The recruiter then want to use the sample data he got, and calculate a value from it in order to make a decision. In this case, because we want to test whether if the mean value of my typing speed is over 60 or not. We assume that the distribution of the "mean typing speed" is normally distributed, i.e, I have measure my typing speed for a large number amount of time and according to Central Limit Theorem, the distribution of the sample mean is normally distributed. 

The recruiter would then calculate the sample mean, i.e., the typing speed from the test I just did, so that he can then decide whether he will accept the claim or not. 

**3. Make a decision**

It turns out the sample mean is 64 in this case. Let's also assume that I have typed for 36 mins and the variance of the average speed per min is 5. How can the recruiter decide whether to accept or reject the claim?

Intuitively, If the sample mean is too far away from the population mean, we may more likely to reject the the null hypothesis. However, the skeptic person might argue that a good typer may have a bad performance from time to time.
This could just be a chance event. So, the question would then be "how can the recruiter determine if I am really that good?"

That's why we need a significance level to help us set the threshold. Before doing the testing, we should firstly decide what is the **Type I error** we allow us to commit for the test? Usually, people use 5% as the threshold.

If the the $H_0$ is true, we can plot out the sampling distribution of the sample mean as the left bell shape curve in the plot below. The bell shape curve on the right hand side is the sampling distribution of the sample mean given $H_1$ is true.
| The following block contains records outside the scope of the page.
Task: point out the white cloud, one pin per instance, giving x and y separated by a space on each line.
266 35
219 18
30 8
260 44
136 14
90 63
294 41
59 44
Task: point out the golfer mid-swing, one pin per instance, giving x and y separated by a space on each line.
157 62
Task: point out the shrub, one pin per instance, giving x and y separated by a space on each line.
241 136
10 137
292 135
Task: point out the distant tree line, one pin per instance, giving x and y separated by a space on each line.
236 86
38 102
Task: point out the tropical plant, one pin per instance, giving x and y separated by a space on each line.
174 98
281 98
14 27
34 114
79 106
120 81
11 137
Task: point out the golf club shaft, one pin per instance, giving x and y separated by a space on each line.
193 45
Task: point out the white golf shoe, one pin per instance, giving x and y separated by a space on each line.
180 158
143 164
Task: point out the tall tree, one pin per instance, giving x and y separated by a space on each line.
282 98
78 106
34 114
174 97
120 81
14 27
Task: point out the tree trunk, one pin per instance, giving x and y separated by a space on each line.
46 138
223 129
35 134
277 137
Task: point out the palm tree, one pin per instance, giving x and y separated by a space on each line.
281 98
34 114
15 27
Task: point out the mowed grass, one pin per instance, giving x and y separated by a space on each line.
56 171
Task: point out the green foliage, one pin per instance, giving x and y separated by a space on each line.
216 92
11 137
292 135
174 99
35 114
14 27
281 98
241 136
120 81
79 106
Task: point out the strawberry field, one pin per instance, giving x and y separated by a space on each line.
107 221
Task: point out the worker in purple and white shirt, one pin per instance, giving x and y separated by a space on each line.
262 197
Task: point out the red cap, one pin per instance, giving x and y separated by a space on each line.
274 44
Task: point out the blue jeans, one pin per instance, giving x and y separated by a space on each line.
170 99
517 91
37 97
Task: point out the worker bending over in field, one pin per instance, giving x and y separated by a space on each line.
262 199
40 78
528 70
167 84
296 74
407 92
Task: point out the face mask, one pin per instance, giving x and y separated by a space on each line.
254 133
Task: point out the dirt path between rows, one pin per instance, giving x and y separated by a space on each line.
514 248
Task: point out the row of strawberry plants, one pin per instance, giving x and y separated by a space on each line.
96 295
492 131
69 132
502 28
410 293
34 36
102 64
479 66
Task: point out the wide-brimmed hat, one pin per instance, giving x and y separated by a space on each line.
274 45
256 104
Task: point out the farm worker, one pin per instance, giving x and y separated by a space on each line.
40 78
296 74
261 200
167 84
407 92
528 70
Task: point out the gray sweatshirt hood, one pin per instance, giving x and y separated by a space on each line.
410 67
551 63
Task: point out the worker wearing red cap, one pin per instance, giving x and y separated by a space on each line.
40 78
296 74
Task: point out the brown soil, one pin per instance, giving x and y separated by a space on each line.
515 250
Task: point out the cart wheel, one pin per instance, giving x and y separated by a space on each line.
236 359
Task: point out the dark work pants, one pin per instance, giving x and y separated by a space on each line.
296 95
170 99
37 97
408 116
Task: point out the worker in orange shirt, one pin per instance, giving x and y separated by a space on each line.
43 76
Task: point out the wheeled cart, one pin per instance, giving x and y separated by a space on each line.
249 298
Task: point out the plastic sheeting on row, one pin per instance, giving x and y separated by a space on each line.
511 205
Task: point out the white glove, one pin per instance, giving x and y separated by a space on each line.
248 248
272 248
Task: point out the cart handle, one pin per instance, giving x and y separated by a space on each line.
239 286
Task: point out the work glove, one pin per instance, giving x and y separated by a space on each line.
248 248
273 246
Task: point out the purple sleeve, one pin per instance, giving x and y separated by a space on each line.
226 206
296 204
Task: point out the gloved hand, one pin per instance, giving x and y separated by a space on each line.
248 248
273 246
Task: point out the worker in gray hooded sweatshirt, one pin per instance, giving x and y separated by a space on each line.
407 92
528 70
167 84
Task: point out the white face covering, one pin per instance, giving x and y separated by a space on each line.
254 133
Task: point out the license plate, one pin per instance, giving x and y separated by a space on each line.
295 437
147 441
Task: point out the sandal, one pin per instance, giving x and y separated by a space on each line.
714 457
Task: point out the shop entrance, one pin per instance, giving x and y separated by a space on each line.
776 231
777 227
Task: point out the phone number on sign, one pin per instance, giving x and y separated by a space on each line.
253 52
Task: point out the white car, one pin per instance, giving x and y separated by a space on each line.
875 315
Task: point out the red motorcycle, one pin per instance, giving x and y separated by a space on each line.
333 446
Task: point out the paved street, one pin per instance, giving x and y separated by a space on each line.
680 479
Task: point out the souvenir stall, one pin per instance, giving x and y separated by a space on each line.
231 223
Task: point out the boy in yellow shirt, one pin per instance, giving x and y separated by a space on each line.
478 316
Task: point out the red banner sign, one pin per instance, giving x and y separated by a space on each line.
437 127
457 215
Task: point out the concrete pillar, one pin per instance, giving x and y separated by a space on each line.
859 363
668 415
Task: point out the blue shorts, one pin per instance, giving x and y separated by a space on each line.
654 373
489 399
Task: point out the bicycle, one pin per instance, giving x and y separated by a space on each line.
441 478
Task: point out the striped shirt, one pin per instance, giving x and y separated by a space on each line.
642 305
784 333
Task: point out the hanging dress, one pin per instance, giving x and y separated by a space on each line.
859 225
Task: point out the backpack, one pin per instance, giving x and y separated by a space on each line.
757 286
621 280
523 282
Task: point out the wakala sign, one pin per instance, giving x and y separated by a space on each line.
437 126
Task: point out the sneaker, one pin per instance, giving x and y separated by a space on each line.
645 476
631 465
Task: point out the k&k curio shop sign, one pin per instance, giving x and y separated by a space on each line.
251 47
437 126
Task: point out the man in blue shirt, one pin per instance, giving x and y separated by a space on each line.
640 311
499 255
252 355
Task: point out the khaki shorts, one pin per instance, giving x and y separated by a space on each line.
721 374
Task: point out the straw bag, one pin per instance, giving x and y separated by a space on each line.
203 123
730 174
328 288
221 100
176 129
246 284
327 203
When we get the actual sample mean from our data, we can then see where the sample mean is in the plot. Then, intuitively, we would want to know what the probability of performing 64 or even better when doing the test. If the probability is large, then there is not strong evidence that my typing speed is over 60 per minute on average. This probability is called **p-value**. It is the probability of obtaining the observed or more extreme outcome, given that the null hypothesis is true. We use p-value as a measure to check the level of evidence. 

![](_pic/error.png)

In our example, we can the sample mean(test statistics) is 64. Since we assume that the population is normally distributed, the sampling distribution of the sample mean will be normally distributed as well. Therefore, when our population variance is unknown, we know that

$$ t = \frac{\bar{X}-\mu_X}{S/\sqrt{n}}$$

Then we can calculate

$$Pr(\bar{X}\geq \bar{X}_* | H_0 \text{ is true}) = Pr(t \geq t_* | H_0 \text{ is true}) = 0.05$$

$$t_* = 1.6895 \text{ when df = 36-1}$$

$$t_* = \frac{\bar{X_*}-\mu_0}{S/\sqrt{n}} = \frac{\bar{X_*}-60}{5/6} = 1.6895$$

$$\bar{X_*} = 61.41$$

Therefore, the number we should put in the "Any Mean" in the above plot is 61.42. When our sample mean is over that threshold, then we say that we reject $H_0$ and admit that we will have 5% chance of commiting type I error; if the sample mean is below the threshold, then we don't reject $H_0$, since we don't have enough evidence to say that the sample mean is larger than 60.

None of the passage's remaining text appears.